As Red as Blood isn't the typical YA suspense novel, and in spite of the protagonist's name (Lummika-which means Snow White in Finnish), it isn't a fairy tale re-telling, although there are plenty of references to Snow White and other fairy tales. This is the first in a trilogy, referred to as the Snow White Trilogy, Bk. 1 in some places and as Lummika Andersson, Bk. 1 in others.
From the book description: "In the midst of the freezing Arctic winter, seventeen-year-old Lumikki Andersson walks into her school’s dark room and finds a stash of wet, crimson-colored money. Thousands of Euros left to dry—splattered with someone’s blood."
I'm unsure about how to describe this novel because there are scenes that are a little confusing or not fully explained, and there is a back story that is frequently referred to, but kept deliberately vague. Part of this vagueness may be a result of the translation, but I'm not certain if this is the case or if it is simply the author's style.
Lummika is an interesting character; some readers have seen a Liz Salander connection and found her character imitative. Lummika, however, is much younger than Salander, her past is not nearly as dark, and her personality, while reserved and wary, does not approach the hostile and asocial elements of Salander's. Salander is often violent, has no feelings of guilt, and certainly has some emotional disorders. (Don't get me wrong; I love Salander's character and all of the books in Steig Larsson's trilogy-- I just don't think the comparison is apt.)
Lummika has learned to be cautious in her dealings with people. She prefers to be invisible, and although she is often critical of others, she is also aware that some of those people whose behavior she criticizes are wearing masks to help them fit in. Lummika feels no need to fit in with the crowd.
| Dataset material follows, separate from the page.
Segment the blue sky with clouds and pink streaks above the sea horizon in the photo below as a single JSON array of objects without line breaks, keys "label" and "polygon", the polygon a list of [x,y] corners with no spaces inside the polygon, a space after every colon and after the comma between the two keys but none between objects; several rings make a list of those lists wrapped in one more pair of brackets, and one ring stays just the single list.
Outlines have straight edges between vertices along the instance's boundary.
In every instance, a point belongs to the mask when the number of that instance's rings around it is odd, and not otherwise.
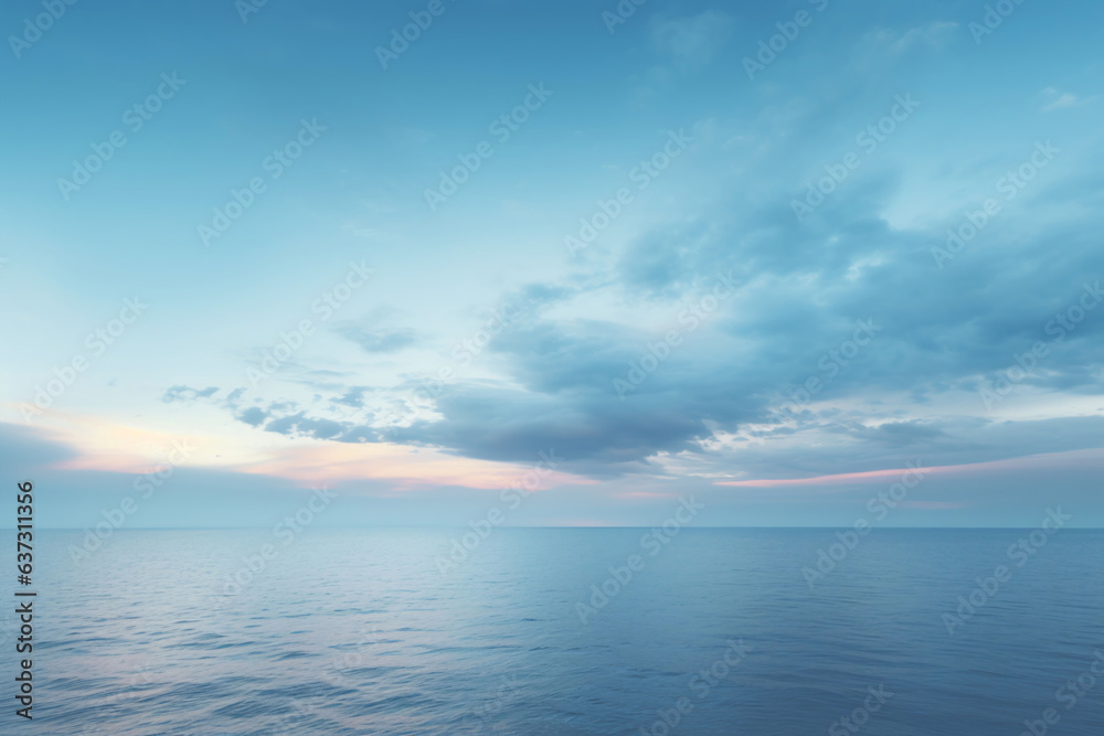
[{"label": "blue sky with clouds and pink streaks above the sea horizon", "polygon": [[6,3],[3,466],[73,529],[1100,526],[1104,7],[997,4]]}]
She has her own personal goals and is determined to move through her life in a way that suits her personality. When she discovers the blood-spattered money in the school's dark room, she finds herself in a dilemma. She feels that the authorities (the principal? the police?) should know, but she does not want to be personally connected to the situation. She debates her options.
When she sees one of the school's popular boys leaving the dark room with the money, Lummika is curious and follows him. She doesn't like the boy, but wants to know more about the origin of the money before making a decision about what to do. What evolves, however, is that in spite of her desire to keep free of entanglements, Lummika ends up feeling pity for Elisa, one of the three teens who found the blood money.
Although the story has many flaws, whether as a result of the author or the translator, the novel holds promise. I liked Lummika's character. If the plot and back story had holes that bothered me, it still intrigued me enough to want to read the next installment.
Read in February. Blog post scheduled for March 4, 2015.
YA/Mystery. 2014. Print version: 274 pages.